Seit Tagen denke ich darüber nach, woran mich „The Nexus“, Album Nummer zwei der schwedisch-dänischen Combo AMARANTHE, erinnert. Endlich ist es mir eingefallen: Lothar Matthäus. Ähnlich wie beim fränkischen Dampfplauderer könnte man als Überschrift zu AMARANTHE wählen: Hier ist die Antwort auf eine Frage, die niemand gestellt hat. Oder wahlweise könnte man auch Querverweise zum Daewoo Nexia ziehen. Das ist zwar auch ein Auto, mit dem man letztlich von A nach B kommt – das also seinen Zweck einigermaßen erfüllt –, doch das innen fast ausschließlich aus Billigplastik besteht. So ist es auch mit „The Nexus“: Hier gibt’s zwar auch Musik zu hören – doch klingt das alles nach Billigplastiksound, dass sich der Musikliebhaber mit Grauen abwendet.
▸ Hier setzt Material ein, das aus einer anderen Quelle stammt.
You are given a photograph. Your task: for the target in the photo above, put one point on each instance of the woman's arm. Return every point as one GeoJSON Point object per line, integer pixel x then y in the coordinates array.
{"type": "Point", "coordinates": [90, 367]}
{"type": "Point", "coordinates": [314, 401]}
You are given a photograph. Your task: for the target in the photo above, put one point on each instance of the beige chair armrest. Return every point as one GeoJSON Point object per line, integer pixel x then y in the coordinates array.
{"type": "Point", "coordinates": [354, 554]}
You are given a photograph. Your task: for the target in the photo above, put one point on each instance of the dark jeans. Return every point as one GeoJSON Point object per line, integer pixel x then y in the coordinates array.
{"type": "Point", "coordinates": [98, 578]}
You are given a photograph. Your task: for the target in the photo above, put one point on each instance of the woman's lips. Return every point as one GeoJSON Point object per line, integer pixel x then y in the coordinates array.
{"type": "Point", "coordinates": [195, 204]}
Wie schon auf dem Debüt gibt es auf „The Nexus“ komplett harmlosen, modernen „Metal“, der die Brücke zwischen IN-FLAMES- und SONIC-SYNDICATE-beeinflusstem Melodic Death und poppigen Melodien á la ABBA schlägt. Mal ehrlich – wieso ist so ein Sound so erfolgreich? Wieso gucken sich dreieinhalb Millionen Menschen auf Youtube einen Videoclip der Band an? Das können doch nicht nur Katastrophentouristen sein.
Die zwölf Songs auf „The Nexus“, die allesamt zwischen 3:04 und 3:12 Minuten lang sind und somit durchaus ein elementares Grundkriterium einer 08/15-Styling-und-Casting-Produktion aufweisen, sind über und über mit süßlich-klebrigen Melodien versehen, die sich auf eine absolut hinterfotzige Art und Weise und trotz unerbittlicher Gegenwehr des Kritikers im Hirn breitmachen. Das liegt vor allen Dingen an Sängerin Elize Ryd, die den Großteil der Vocals bestreitet und beweist, warum sie bei Projekten wie Timo Tolkkis AVALON oder als Backgroundsängerin bei KAMELOT derzeit schwer gefragt ist. Bei AMARANTHE wirkt ihr Talent eher vergeudet, insbesondere im Zusammenspiel mit den beiden weiteren Sängern Andy und Jake E, die für die „harten“ (hüstel) Parts und Growls zuständig sind, macht sich Mitleid breit angesichts der musikalischen Nullsubstanz, die hinter den Songs steckt.
FAZIT: 08/15-Stakkato-Riffs, ultrasimples Drumming, das manches Mal die Grenze zum diskokompatiblen Dancefloorsound überschreitet, furchtbar klebrige und unverschämt süße Melodien, eine bis zum Erbrechen totproduzierte Sterilität – „The Nexus“ wäre vermutlich eine ordentliche Popscheibe, wenn man sich nicht selber auf die Fahnen schreiben würde, ins Metal-Segment einsortiert werden zu wollen. Bis auf die Sängerin ist an AMARANTHE alles entbehrlich. Wie bei Lothar Matthäus: Bei dem ist bis aufs Kicken auch alles entbehrlich. Vielleicht sollte man „Loddar“ mal mit Elize Reide bekannt machen. Ins Beuteschema des testosterongesteuerten Ex-Fußballer würde die AMARANTHE-Frontdame wohl passen…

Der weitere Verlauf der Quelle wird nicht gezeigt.